Comic for Friday, Apr 12, 2019


Posted April 12, 2019 at 3:56 am

Firstly, I'm sorry. I messed up. What I'm apologizing for should be clear by the end of this commentary.

I edited the previous page a bit for clarity, and to better fit with this one. The edit is objectively superior to the original if for no other reason than the line "sets off Magic's future irony sensors".

As said in the comic, I came up with name-based affinities as a joke about certain names in fiction. It was meant to be about names people have had all their lives turning out to be weirdly convenient in ways that the people who named them couldn't possibly have predicted.

Examples include Otto Octavius of Spider-Man, the man who would become Doctor Octopus, and Remus Lupin of Harry Potter, a name that most definitely references wolves (more than I myself realized before I learned a bit of Roman history and the significance of "Remus").

Also, as someone pointed out to me after the last comic, a whole BUNCH of characters in the Ace Attorney series (seriously, the very first witness you face in that game is named "Mr. Sahwit").

So it's just a joke about there being an explanation for that sort of nonsense in EGS. What, a huge coincidence? Nuh-uh! Magic saw a chance for IRONY! Or appropriateness, which is sort of the opposite of irony? Depends on the specifics.

I made a couple of mistakes, however. Firstly, I didn't drive home enough how rare name-based affinities are. From the feedback I got after the last comic, it was evident that many people interpreted it as applying to everyone, with general name origins potentially affecting affinity.

That was not my intent. This is meant to apply to the sort of names one finds in fiction that make people groan about how absurd they are, such as "Woody Treechomp" for a guy who turns into a mutant beaver lumberjack later in life.

Secondly, and this is the bigger mistake, I failed to consider that many people change their names later in life, and that many readers of EGS in particular would reasonably have a problem with the idea of a name chosen at birth having power like that.

It's a problem that's obvious in retrospect, and I missed it while being focused on the whole "ha ha, fictional on the nose names are SILLY". I apologize for that.

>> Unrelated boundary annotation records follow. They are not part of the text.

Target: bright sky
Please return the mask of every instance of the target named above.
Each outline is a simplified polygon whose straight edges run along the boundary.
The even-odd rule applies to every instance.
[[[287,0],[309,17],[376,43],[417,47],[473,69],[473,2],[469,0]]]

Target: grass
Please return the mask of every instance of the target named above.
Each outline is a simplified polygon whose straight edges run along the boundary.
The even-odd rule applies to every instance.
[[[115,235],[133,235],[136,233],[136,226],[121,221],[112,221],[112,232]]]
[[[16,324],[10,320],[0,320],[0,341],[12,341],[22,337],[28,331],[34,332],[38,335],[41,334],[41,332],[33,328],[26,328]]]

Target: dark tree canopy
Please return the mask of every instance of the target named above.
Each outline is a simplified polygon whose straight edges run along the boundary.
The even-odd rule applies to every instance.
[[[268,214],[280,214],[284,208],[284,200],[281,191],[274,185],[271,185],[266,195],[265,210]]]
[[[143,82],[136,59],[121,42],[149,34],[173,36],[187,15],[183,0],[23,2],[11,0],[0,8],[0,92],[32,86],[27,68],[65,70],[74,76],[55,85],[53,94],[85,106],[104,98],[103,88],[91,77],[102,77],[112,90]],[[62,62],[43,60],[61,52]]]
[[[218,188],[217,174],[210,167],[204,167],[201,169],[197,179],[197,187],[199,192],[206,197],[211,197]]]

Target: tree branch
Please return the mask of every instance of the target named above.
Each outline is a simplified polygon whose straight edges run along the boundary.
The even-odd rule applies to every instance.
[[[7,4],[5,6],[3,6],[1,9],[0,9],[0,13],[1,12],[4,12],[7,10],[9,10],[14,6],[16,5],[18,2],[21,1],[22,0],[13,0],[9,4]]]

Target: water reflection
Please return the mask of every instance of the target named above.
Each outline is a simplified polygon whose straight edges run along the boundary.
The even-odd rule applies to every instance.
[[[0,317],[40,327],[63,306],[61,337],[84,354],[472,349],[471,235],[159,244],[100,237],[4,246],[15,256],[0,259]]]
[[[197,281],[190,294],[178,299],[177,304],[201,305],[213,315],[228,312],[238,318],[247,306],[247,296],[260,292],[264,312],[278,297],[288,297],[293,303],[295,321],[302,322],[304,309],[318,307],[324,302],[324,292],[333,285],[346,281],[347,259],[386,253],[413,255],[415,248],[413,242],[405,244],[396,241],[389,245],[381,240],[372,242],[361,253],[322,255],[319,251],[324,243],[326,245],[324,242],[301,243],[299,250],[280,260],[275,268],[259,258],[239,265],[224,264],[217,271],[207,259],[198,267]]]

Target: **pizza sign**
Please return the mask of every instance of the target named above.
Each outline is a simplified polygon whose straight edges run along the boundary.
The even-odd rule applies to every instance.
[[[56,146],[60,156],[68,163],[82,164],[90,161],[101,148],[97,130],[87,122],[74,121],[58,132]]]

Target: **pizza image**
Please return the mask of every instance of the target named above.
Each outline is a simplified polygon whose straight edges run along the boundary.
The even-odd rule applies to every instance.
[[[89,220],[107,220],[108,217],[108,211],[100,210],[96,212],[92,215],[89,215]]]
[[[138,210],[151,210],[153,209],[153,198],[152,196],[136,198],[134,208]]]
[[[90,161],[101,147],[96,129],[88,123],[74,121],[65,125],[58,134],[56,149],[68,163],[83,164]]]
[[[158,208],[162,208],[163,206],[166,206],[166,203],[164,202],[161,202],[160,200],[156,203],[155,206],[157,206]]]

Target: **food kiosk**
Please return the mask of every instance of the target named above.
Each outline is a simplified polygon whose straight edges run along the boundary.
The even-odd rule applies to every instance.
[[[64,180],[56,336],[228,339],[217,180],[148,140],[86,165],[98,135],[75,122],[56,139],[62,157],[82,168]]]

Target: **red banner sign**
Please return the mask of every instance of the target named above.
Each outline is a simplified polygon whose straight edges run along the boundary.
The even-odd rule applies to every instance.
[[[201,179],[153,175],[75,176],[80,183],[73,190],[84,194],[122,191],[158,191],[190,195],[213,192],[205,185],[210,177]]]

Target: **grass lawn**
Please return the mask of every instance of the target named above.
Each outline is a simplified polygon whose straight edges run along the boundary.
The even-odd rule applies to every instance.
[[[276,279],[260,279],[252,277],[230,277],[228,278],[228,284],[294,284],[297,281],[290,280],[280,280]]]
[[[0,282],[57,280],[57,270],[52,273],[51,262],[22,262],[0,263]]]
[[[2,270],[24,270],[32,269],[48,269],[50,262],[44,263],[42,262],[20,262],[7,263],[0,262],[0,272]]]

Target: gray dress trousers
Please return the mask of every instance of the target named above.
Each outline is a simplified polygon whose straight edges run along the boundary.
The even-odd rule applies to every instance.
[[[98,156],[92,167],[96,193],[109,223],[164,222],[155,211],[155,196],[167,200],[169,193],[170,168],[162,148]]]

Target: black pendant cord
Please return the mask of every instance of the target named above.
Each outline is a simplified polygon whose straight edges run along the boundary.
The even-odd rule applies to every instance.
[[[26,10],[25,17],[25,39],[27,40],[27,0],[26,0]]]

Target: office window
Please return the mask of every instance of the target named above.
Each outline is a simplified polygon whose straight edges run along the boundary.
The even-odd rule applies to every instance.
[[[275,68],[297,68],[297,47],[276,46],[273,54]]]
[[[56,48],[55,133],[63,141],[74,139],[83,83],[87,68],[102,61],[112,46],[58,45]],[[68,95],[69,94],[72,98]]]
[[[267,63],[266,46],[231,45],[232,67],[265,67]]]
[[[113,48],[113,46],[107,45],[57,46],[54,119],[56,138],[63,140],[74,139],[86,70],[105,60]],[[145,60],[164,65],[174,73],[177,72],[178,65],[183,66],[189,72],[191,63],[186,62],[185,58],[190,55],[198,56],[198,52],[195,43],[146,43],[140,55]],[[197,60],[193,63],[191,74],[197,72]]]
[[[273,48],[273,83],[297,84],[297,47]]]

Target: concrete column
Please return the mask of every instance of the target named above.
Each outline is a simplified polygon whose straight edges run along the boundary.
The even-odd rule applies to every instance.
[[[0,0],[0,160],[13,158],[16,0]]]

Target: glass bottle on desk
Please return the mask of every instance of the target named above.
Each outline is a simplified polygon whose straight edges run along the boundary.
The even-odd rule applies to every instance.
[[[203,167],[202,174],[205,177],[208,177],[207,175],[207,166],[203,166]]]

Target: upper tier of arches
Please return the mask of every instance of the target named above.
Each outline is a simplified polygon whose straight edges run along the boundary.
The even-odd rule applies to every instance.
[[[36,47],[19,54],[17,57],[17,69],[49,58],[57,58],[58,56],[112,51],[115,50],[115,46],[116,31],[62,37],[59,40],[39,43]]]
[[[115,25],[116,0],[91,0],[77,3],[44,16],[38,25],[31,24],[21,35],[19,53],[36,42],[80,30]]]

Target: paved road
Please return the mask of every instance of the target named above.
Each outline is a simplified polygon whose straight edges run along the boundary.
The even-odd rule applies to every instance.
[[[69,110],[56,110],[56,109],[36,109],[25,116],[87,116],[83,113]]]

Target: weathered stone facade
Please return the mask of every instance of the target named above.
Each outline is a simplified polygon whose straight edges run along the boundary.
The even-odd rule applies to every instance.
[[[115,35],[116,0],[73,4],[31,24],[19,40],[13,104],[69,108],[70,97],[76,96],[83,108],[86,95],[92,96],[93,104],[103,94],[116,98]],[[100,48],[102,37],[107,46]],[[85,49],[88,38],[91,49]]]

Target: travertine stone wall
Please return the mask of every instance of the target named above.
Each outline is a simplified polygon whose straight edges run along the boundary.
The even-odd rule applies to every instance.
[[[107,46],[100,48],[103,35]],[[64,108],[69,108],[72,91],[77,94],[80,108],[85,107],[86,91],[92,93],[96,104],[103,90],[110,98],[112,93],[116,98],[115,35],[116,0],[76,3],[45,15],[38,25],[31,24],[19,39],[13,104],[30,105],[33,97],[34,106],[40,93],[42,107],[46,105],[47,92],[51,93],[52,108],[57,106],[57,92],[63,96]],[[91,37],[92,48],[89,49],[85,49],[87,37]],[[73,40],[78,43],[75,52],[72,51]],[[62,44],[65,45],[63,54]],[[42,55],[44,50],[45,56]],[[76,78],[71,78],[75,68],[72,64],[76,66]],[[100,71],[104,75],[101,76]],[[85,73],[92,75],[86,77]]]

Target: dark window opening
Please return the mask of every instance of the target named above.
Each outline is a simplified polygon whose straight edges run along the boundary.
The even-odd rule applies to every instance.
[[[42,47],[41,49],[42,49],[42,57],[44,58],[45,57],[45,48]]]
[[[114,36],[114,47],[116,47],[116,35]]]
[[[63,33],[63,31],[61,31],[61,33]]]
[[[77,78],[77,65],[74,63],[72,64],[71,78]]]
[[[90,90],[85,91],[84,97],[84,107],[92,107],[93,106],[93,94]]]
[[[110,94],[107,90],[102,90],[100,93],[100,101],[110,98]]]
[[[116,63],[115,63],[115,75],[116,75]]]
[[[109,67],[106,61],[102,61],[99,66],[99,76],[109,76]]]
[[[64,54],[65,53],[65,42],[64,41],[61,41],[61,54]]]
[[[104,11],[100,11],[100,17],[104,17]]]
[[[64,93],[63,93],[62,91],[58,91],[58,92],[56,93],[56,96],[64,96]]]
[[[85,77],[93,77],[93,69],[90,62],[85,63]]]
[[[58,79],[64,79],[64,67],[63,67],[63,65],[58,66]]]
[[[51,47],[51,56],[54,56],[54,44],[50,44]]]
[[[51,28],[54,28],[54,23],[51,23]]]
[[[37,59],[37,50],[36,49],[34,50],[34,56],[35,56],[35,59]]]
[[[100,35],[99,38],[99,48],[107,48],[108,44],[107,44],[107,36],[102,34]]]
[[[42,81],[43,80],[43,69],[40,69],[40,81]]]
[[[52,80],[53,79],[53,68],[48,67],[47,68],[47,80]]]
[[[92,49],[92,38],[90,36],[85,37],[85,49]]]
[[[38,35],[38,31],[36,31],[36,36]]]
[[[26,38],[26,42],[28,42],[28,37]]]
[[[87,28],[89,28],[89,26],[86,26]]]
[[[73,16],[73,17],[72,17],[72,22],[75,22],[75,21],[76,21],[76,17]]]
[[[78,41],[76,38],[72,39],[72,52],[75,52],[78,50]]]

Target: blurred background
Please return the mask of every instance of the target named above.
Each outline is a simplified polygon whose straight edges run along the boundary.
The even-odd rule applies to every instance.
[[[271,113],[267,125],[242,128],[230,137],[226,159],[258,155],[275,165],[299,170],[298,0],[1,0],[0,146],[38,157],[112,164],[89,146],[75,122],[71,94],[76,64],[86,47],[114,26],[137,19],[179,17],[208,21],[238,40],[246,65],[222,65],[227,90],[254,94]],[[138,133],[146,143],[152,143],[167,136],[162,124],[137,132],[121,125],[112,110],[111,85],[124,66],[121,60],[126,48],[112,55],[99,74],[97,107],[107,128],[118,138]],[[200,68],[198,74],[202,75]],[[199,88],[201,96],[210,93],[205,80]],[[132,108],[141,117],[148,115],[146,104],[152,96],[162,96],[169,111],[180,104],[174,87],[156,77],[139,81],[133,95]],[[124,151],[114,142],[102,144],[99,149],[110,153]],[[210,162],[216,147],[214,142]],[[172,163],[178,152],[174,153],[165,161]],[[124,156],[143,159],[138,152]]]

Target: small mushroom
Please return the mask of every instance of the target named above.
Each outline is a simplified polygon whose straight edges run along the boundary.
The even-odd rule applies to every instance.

So I changed things a bit. Absurd names chosen at birth can still result in name-based affinities, but not if the person doesn't accept the name they were given, and first name changes CAN result in name-based affinities if done for very personal reasons, but aren't likely to unless they coincidentally result in a pun when combined with the last name (essentially no more or less rare than if a name is never changed).

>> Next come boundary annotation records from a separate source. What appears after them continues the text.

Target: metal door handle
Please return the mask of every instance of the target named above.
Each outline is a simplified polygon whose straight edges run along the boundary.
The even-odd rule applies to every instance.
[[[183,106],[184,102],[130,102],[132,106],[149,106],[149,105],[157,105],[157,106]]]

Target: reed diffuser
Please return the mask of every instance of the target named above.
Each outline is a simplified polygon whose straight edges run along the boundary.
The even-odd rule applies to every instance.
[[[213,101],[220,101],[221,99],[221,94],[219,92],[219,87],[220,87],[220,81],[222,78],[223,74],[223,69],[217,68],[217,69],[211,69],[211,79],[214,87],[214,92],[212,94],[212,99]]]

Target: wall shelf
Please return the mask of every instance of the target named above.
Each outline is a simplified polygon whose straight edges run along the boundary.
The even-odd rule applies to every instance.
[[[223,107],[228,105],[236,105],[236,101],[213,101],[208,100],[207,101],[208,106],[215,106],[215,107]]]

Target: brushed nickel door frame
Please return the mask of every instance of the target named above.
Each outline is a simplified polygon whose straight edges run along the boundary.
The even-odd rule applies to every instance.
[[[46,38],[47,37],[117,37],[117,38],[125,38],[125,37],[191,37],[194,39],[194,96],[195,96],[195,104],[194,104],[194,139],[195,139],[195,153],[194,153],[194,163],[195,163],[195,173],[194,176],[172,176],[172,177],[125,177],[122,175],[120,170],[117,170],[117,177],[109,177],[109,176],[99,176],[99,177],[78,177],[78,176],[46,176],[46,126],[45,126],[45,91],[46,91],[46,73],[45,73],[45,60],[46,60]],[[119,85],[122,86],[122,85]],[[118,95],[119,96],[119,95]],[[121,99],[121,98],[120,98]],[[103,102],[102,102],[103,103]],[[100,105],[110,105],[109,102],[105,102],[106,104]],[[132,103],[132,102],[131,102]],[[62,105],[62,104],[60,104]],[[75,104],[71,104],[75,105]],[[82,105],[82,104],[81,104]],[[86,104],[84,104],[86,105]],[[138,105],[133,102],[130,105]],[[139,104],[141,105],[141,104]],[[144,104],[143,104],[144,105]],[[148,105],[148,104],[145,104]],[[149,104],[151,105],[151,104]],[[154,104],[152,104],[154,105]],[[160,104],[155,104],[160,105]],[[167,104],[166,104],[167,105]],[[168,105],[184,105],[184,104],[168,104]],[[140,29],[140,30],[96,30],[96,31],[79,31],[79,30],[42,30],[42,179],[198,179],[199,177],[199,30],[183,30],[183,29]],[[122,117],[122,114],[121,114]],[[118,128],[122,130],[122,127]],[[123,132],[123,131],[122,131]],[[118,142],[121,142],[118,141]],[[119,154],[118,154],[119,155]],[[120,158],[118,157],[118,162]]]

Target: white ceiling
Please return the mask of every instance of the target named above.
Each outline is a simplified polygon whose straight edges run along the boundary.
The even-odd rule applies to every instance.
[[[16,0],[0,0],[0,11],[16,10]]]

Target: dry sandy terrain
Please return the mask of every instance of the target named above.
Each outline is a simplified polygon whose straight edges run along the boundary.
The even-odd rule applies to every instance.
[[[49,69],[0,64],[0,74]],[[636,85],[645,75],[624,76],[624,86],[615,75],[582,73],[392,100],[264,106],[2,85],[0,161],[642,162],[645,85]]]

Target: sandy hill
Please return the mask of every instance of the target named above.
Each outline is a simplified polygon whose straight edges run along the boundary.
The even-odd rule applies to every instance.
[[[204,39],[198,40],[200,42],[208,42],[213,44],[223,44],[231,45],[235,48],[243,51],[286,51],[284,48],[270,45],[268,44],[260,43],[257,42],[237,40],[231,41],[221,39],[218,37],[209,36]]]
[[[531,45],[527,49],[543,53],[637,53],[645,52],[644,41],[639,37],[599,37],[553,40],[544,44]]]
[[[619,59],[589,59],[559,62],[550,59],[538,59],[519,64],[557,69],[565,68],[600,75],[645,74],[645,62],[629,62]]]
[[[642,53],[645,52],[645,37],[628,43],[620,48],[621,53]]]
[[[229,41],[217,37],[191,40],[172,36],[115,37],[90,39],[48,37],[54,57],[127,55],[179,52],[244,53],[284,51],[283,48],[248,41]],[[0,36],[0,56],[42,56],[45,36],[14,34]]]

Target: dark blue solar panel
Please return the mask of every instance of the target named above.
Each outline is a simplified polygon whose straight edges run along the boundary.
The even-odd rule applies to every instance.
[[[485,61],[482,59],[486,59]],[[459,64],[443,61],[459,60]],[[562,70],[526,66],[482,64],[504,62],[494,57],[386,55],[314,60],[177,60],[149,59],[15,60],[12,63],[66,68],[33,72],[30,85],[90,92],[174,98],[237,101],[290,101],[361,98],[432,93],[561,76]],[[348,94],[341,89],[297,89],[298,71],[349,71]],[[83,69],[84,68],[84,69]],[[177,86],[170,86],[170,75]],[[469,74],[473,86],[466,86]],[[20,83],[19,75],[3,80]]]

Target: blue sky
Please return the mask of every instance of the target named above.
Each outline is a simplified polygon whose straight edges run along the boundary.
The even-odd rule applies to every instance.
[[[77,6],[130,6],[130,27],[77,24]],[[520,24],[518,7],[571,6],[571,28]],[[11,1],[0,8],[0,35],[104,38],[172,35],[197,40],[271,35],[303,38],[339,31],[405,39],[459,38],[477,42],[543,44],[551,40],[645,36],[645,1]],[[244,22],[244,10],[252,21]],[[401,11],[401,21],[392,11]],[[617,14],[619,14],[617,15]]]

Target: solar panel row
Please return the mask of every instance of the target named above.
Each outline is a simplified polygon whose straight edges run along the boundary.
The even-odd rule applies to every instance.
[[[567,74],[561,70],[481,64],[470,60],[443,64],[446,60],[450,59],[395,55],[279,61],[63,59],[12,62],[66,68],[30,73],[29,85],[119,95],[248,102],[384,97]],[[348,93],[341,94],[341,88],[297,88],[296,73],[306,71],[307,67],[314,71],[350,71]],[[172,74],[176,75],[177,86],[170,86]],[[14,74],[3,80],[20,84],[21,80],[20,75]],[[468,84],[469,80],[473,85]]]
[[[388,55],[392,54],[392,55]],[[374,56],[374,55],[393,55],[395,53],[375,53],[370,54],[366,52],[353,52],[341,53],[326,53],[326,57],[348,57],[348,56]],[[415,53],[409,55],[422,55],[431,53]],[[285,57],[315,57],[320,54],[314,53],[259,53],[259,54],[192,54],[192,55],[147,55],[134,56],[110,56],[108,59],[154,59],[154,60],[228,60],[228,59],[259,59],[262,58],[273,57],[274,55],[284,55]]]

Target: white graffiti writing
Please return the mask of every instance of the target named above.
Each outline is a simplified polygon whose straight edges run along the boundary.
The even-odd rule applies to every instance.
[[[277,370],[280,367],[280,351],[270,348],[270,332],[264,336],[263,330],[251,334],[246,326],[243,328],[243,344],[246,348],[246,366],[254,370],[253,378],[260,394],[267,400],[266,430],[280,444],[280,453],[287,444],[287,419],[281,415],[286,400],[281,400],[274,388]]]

Granted, as Lisa said, there are potential loopholes here, such as changing the last name before changing the first, but that sort of intentional manipulation might mess up such a thing, so... Best odds are coincidence and accidentally gaining a name-based affinity.

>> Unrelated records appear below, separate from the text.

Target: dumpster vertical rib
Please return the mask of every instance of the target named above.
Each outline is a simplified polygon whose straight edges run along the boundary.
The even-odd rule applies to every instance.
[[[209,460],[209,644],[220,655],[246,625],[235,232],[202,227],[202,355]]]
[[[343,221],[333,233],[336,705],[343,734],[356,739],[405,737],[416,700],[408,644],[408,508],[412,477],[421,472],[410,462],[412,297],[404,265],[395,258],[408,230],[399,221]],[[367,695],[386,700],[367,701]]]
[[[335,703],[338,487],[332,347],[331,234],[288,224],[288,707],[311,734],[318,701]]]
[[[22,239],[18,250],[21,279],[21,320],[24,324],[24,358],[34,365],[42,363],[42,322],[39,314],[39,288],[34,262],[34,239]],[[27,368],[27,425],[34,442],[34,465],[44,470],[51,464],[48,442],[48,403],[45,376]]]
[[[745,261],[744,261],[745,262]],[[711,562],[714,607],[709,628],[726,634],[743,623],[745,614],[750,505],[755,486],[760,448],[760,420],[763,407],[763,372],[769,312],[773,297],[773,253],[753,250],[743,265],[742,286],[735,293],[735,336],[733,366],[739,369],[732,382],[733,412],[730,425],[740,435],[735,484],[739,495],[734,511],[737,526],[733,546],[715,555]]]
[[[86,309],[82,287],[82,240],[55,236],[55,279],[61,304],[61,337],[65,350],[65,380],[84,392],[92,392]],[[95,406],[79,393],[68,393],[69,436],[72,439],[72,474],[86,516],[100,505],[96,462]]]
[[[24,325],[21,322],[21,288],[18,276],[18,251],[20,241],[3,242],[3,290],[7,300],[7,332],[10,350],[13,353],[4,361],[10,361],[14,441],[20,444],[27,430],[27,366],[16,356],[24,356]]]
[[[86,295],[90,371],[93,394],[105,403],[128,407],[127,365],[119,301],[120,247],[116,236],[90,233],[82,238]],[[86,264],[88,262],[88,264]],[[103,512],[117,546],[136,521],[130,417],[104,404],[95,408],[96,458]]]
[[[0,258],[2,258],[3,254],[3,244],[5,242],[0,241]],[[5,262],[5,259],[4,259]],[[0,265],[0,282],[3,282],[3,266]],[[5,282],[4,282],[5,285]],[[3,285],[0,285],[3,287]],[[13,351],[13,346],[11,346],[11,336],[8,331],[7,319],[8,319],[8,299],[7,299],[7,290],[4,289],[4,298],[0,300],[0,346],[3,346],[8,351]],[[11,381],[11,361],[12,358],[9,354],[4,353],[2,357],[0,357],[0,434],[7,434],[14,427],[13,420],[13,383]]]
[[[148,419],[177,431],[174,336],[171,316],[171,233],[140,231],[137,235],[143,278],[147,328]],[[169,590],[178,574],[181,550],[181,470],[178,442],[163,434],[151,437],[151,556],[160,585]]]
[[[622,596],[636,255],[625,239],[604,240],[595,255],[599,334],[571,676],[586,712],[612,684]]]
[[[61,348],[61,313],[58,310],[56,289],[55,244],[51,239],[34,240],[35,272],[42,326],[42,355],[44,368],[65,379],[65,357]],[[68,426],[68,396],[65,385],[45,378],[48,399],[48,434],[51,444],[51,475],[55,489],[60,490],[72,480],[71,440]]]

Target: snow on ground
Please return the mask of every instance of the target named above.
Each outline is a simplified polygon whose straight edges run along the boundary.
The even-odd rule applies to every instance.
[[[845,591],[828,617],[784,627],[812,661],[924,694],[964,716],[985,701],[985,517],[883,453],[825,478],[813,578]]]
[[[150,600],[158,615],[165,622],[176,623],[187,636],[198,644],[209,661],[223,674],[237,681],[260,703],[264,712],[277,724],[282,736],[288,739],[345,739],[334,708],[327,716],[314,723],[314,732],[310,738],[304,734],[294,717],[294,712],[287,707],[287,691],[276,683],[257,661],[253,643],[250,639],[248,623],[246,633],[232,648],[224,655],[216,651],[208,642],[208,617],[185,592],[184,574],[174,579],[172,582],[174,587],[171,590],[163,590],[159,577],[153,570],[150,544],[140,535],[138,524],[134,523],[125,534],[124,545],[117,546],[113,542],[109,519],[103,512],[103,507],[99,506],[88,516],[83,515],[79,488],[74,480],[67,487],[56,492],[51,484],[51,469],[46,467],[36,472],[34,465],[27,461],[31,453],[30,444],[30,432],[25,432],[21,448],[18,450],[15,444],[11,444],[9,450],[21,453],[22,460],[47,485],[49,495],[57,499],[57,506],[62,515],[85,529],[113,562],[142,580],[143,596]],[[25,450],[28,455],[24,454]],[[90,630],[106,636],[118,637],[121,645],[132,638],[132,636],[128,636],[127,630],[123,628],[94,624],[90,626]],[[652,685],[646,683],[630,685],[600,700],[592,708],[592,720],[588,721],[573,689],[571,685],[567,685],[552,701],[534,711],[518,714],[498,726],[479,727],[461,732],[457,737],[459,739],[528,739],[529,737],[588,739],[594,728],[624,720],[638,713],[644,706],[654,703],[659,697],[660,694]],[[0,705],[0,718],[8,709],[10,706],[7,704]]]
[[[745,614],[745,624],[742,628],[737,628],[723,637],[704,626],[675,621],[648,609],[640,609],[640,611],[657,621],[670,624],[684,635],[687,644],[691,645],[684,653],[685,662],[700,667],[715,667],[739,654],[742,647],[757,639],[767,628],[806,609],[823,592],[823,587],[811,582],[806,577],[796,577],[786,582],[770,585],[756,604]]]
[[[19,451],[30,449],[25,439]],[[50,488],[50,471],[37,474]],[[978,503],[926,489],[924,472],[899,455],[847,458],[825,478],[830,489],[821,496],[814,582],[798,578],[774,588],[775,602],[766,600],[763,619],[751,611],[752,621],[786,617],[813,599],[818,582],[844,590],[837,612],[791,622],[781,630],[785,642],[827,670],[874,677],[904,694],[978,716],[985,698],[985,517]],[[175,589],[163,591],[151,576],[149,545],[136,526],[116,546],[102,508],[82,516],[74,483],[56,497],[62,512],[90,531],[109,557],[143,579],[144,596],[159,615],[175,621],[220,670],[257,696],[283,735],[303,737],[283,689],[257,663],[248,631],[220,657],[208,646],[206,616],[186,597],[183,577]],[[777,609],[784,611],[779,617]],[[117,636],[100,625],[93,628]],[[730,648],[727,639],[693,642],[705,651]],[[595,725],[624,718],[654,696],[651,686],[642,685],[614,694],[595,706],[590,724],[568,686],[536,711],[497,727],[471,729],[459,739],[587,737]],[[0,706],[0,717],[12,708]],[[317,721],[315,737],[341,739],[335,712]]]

Parents can still try to manipulate a name-based affinity, however, which is a potentially more sinister aspect of what is otherwise just intended as a joke.

(It's maybe potentially possible I have a character this has happened to in mind.)

As for last names changing due to marriage, I don't think that affects such affinities? Maybe if it happens before an emotionally first name change, but I'm not sure. It's unlikely to come up, but if it does, that would be the time to settle it.

Also, nobody tell Susan, but "Tiffany S Pompoms" actually would count due to Magic's sense of irony and Susan's own thoughts about the name, and the only reason she doesn't have an irrelevant name-based affinity for cheerleading magic is because her inherited affinity for magic weaponry took precedence.